After a long and tortuous history spanning over a century of clinicoanatomical and experimental observations, the concept of spasticity has assumed its current form as a velocity-dependent increase of tone in a group of passively stretched muscles. However, several gaps have remained in the understanding of spasticity as a clinical and experimental phenomenon. A long-standing controversy concerns the critical neural pathways that must be damaged for the production of spasticity. Two general explanations have been offered as a way out of this conundrum. The clinicoanatomical tradition (human) contends that spasticity is one of the four cardinal symptoms of pyramidal tract damage, whereas the experimental school (experimental animals) regards spasticity as a symptom of injury of extrapyramidal pathways, particularly the reticulospinal tracts. This review provides evidence that both claims are valid for different animal species.
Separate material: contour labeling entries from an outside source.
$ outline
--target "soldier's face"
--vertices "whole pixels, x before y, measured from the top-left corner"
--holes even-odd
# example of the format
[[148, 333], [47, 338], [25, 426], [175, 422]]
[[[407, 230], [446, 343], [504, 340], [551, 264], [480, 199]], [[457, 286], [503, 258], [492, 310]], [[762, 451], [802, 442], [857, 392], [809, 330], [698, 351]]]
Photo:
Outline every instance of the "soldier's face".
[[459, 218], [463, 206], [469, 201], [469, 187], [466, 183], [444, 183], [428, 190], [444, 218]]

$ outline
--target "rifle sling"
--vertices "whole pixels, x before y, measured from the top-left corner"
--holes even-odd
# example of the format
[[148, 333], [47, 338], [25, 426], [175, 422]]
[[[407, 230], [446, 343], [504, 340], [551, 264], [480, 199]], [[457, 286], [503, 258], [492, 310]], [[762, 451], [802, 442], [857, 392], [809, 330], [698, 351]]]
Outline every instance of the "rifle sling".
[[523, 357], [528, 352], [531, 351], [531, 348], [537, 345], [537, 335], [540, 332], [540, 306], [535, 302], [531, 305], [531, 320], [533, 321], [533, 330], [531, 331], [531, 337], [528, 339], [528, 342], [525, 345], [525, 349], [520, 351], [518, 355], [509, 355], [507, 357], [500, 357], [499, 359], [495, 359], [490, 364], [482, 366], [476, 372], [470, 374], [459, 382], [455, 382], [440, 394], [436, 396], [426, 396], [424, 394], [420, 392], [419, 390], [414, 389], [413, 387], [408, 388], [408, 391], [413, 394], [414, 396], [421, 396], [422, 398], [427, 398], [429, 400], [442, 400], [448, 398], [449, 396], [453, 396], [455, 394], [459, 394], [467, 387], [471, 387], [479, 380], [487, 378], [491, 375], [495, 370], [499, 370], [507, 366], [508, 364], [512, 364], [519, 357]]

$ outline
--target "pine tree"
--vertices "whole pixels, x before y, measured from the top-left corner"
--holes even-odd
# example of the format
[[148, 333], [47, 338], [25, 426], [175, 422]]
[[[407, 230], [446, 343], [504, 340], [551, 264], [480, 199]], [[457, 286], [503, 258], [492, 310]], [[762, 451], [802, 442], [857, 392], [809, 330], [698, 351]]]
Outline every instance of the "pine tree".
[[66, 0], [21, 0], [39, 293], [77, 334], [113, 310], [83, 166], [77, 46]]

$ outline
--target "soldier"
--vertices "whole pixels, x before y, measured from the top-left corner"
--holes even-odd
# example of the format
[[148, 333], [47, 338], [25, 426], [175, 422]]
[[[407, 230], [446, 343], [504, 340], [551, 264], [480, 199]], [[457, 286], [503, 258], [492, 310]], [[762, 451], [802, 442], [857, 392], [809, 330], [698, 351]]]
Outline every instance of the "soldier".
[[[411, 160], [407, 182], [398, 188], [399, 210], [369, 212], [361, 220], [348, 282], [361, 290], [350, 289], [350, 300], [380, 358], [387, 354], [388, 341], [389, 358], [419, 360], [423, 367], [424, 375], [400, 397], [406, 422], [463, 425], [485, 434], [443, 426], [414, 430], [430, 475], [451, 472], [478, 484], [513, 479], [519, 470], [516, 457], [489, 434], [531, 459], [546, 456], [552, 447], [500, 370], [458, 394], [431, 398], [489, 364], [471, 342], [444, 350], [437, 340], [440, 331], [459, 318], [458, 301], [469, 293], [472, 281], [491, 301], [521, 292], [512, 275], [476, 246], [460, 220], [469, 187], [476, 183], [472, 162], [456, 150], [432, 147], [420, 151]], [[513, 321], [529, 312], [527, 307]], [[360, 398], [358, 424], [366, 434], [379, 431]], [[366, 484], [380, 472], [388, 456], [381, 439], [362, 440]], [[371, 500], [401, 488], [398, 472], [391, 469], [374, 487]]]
Thus, while spasticity (or its experimental equivalent) is a symptom of extrapyramidal injury in all mammals, including nonhuman primates, in humans it is a legitimate symptom of pyramidal tract lesion or dysfunction.

Keywords

Extrapyramidal system; Pyramidal syndrome; Pyramidal tracts; Reticulospinal tracts; Sign of Babinski; Spasticity.

CITATION

de Oliveira-Souza R (2017) Spasticity and the Human Pyramidal Tracts. J Muscle Health 1(2): 1008.

ABBREVIATIONS

PyrT: Pyramidal Tract; PyrTs: Pyramidal Tracts

INTRODUCTION

Spasticity has a long and tortuous history. As a symptom of brain damage, it was slowly distinguished from other actual (e.g., parkinsonian rigidity, dystonia) and apparent (e.g., fixed joints due to arthrosis) increases in muscle tone [1]. As a descriptive term, influential authors gave different names to spasticity as we currently recognize it, including “rigidity”, “spasm” and “contracture” [2]. In the early decades of the twentieth century, descriptions of spasticity gradually began to assume its current the form, namely, a distinctive type of hypertonia that is usually found in patients with cerebral hemiplegia and spinal cord injuries [3,4].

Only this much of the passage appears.